Though Schranz was banished from the Olympic Village last week, the old problems lingered on. F.I.S. President Marc Hodler, for one, would like to amend the rules so that the promotional money of the manufacturers would be channeled through the national federations and used for training young athletes. Brundage was more pessimistic. In what sounded like his swan song, he said last week that the Winter Games "have accomplished a tremendous humanitarian service by popularizing healthy winter sport and recreation, but they have served their purpose and will find it hard to continue as an amateur event."

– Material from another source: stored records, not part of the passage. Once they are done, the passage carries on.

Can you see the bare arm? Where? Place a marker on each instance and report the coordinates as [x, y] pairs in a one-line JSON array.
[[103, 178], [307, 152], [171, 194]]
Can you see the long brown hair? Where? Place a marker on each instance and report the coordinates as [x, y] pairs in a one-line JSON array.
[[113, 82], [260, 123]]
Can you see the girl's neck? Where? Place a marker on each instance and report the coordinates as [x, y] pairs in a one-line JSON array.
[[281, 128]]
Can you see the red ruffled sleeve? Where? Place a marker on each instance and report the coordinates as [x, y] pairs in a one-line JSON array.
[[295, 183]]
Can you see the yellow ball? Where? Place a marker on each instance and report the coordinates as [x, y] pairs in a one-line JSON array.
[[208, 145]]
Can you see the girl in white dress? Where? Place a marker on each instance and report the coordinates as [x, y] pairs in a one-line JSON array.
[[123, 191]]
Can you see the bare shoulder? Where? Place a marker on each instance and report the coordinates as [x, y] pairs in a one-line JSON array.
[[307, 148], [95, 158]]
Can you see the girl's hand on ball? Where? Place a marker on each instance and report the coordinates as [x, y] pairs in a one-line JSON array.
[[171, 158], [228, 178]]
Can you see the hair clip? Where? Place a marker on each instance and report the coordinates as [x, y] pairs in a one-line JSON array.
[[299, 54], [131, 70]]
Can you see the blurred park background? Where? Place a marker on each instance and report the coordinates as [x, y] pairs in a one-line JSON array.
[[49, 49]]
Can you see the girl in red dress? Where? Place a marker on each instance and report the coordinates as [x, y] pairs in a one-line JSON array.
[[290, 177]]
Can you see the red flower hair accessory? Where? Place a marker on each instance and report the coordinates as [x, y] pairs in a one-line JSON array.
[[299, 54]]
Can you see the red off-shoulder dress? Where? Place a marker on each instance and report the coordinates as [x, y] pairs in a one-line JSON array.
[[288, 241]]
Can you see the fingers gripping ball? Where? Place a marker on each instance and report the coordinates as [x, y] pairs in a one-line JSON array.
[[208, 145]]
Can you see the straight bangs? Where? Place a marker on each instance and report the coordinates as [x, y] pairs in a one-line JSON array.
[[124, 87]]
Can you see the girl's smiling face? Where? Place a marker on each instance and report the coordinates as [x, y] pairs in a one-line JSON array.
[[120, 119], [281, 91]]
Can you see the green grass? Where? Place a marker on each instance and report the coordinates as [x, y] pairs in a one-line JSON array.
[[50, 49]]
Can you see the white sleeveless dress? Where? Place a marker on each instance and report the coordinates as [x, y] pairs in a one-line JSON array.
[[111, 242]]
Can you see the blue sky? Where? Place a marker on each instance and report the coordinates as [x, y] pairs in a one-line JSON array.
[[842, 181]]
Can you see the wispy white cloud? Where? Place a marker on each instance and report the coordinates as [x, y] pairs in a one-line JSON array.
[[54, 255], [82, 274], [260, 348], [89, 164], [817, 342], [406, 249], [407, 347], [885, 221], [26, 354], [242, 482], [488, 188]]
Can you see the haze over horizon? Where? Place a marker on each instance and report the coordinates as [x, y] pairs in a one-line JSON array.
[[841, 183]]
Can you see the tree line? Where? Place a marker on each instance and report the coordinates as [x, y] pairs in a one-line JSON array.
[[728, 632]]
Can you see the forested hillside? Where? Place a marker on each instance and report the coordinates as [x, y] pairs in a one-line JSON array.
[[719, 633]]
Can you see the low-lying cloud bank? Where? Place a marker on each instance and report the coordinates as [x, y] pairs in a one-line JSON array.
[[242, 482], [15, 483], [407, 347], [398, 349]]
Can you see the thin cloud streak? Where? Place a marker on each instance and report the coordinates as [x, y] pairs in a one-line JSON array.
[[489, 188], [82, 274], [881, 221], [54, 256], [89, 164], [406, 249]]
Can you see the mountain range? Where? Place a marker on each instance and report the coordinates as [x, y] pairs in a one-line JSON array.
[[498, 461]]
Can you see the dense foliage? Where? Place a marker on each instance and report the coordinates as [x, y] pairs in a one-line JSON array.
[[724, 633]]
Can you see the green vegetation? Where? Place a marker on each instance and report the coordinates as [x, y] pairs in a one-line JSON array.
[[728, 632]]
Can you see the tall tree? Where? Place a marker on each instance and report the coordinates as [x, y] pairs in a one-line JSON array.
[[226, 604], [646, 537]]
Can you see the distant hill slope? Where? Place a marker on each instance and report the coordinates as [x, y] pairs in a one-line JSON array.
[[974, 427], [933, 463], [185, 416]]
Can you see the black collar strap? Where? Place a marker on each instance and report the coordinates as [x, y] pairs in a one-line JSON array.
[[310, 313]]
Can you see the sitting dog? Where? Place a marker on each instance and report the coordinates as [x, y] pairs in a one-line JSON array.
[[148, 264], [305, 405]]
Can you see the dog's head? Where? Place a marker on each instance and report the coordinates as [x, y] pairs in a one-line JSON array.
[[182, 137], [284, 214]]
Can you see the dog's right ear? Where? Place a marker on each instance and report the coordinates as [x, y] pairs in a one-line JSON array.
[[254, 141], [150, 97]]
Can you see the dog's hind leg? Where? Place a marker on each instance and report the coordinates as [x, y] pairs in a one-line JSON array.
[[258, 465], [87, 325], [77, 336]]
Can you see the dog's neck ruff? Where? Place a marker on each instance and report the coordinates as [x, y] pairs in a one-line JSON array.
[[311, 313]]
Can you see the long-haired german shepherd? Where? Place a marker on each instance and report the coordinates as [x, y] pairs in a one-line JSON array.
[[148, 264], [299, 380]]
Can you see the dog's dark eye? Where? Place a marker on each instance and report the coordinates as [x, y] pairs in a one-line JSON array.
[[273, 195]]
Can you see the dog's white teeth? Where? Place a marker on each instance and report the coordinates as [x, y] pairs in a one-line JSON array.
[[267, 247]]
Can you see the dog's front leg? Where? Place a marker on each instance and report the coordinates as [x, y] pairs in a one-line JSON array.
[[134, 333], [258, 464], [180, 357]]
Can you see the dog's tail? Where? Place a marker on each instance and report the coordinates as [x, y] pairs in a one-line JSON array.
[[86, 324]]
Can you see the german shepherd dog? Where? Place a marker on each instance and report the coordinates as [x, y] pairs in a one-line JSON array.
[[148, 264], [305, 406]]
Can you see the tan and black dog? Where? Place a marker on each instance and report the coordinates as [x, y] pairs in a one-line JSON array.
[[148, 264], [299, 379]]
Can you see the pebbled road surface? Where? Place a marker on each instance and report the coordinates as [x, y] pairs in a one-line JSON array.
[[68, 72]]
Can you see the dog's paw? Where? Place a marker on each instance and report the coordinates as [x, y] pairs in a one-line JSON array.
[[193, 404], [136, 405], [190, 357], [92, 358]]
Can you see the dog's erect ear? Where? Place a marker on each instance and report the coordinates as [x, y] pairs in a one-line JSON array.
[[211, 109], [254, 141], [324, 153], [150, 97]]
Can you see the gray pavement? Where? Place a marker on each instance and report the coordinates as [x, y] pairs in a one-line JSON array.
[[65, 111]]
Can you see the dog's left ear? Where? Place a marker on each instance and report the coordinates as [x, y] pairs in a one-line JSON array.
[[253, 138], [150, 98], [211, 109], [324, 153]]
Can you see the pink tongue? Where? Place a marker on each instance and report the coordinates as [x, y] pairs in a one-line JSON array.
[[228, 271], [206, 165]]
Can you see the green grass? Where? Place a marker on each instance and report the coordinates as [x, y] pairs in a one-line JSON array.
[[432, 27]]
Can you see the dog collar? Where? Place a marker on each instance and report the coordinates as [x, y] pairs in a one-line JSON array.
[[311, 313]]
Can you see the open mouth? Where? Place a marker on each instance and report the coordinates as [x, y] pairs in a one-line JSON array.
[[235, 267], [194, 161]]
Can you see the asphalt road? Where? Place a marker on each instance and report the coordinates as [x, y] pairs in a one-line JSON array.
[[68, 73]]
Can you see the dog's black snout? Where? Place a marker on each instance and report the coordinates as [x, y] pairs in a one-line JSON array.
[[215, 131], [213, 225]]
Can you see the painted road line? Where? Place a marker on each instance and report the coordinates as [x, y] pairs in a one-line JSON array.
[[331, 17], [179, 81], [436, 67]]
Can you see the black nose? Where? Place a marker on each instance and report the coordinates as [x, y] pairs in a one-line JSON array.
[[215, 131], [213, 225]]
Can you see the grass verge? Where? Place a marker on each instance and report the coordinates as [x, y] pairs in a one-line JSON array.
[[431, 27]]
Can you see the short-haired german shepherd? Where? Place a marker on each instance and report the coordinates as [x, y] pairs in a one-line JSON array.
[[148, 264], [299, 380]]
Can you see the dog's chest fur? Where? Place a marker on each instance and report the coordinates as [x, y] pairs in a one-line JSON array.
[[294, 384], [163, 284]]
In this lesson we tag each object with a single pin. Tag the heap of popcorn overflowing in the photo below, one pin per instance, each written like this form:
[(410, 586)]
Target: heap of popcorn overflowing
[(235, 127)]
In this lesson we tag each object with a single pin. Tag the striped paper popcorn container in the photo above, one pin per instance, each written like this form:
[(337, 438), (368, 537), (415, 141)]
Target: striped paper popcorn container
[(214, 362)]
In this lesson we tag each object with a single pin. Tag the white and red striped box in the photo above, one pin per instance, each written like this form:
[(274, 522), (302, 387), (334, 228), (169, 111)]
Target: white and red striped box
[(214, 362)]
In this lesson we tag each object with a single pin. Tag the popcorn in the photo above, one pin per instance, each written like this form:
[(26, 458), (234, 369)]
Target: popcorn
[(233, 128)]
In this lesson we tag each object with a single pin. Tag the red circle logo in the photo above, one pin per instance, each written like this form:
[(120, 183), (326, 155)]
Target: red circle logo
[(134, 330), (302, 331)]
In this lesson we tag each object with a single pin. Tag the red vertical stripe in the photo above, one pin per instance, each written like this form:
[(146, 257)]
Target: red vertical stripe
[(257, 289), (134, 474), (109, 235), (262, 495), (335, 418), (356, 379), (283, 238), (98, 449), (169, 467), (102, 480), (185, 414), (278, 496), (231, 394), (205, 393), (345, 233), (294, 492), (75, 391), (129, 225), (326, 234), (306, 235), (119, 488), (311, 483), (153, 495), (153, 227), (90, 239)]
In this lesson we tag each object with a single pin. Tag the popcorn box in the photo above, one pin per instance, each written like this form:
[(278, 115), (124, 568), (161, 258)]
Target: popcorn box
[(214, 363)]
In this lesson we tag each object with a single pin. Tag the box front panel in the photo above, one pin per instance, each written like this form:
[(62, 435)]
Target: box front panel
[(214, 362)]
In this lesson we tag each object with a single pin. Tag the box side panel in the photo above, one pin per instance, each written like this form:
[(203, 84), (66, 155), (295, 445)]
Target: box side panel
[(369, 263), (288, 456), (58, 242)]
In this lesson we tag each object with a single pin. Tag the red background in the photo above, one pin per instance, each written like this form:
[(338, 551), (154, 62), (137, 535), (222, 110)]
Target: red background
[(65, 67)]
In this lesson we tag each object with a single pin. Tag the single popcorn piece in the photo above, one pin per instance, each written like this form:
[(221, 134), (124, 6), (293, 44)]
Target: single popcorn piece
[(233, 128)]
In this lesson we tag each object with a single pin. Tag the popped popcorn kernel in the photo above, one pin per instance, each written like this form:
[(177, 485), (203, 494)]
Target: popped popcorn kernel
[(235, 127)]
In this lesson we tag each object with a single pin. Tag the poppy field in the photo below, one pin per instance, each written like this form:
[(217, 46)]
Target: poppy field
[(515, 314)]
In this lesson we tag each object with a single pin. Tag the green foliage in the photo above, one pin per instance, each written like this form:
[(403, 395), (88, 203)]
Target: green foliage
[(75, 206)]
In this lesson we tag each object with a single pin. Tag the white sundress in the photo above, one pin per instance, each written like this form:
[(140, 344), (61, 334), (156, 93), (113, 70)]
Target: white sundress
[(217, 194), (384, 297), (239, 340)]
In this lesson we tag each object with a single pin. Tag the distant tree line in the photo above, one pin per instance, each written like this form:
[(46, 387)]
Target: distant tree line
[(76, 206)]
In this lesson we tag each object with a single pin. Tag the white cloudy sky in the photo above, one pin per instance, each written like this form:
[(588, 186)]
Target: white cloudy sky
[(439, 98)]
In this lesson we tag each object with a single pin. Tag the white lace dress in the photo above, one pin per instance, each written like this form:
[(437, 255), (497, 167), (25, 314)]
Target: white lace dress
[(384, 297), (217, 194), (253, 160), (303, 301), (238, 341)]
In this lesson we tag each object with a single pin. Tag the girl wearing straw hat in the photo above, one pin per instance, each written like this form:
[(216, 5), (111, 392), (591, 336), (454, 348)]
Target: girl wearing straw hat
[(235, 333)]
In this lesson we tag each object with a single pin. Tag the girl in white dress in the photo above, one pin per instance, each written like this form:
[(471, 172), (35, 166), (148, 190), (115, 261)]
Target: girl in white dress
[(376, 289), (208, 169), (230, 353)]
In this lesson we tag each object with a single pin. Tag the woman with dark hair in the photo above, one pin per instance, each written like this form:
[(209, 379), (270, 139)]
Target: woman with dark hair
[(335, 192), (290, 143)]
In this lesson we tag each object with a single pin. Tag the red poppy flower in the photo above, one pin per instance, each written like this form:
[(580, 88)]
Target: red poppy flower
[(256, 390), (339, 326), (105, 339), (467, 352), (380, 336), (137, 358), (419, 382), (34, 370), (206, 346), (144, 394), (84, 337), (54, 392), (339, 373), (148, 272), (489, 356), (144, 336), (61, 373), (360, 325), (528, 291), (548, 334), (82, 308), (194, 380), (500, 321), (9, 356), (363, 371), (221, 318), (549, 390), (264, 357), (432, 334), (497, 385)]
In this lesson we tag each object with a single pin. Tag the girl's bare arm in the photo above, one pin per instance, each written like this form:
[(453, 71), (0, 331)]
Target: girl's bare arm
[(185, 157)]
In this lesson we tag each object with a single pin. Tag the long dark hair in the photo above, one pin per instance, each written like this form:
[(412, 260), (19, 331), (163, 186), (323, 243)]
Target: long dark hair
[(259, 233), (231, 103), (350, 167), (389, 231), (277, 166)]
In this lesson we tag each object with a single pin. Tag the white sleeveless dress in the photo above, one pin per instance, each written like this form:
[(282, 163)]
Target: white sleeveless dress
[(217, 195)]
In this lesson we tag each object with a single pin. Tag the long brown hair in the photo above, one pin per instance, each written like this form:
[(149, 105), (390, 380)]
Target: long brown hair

Meanwhile, out in the cold, the 1972 games continued apace. As expected, The Netherlands' strapping speed skater, Ard Schenk, won the 5,000 meters handily. Next day, though, the flying Dutchman fell at the start of the 500 meters and finished far back in the pack as West Germany's Erhard Keller, the gold medalist in the 1968 games, struck gold again. Switzerland's buxom Marie-Theres Nadig scored the biggest upset in the first three days of action by besting Austrian Skier Annemarie Proell by 32/100 of a second in the women's downhill. The biggest surprise of all, though, was Susan Corrock, a petite racer from Ketchum, Idaho. Going all out on the steep, twisting downhill course, she finished a close third behind the favored Austrian star. It was the first Olympic medal won by the U.S. in Alpine skiing since 1964.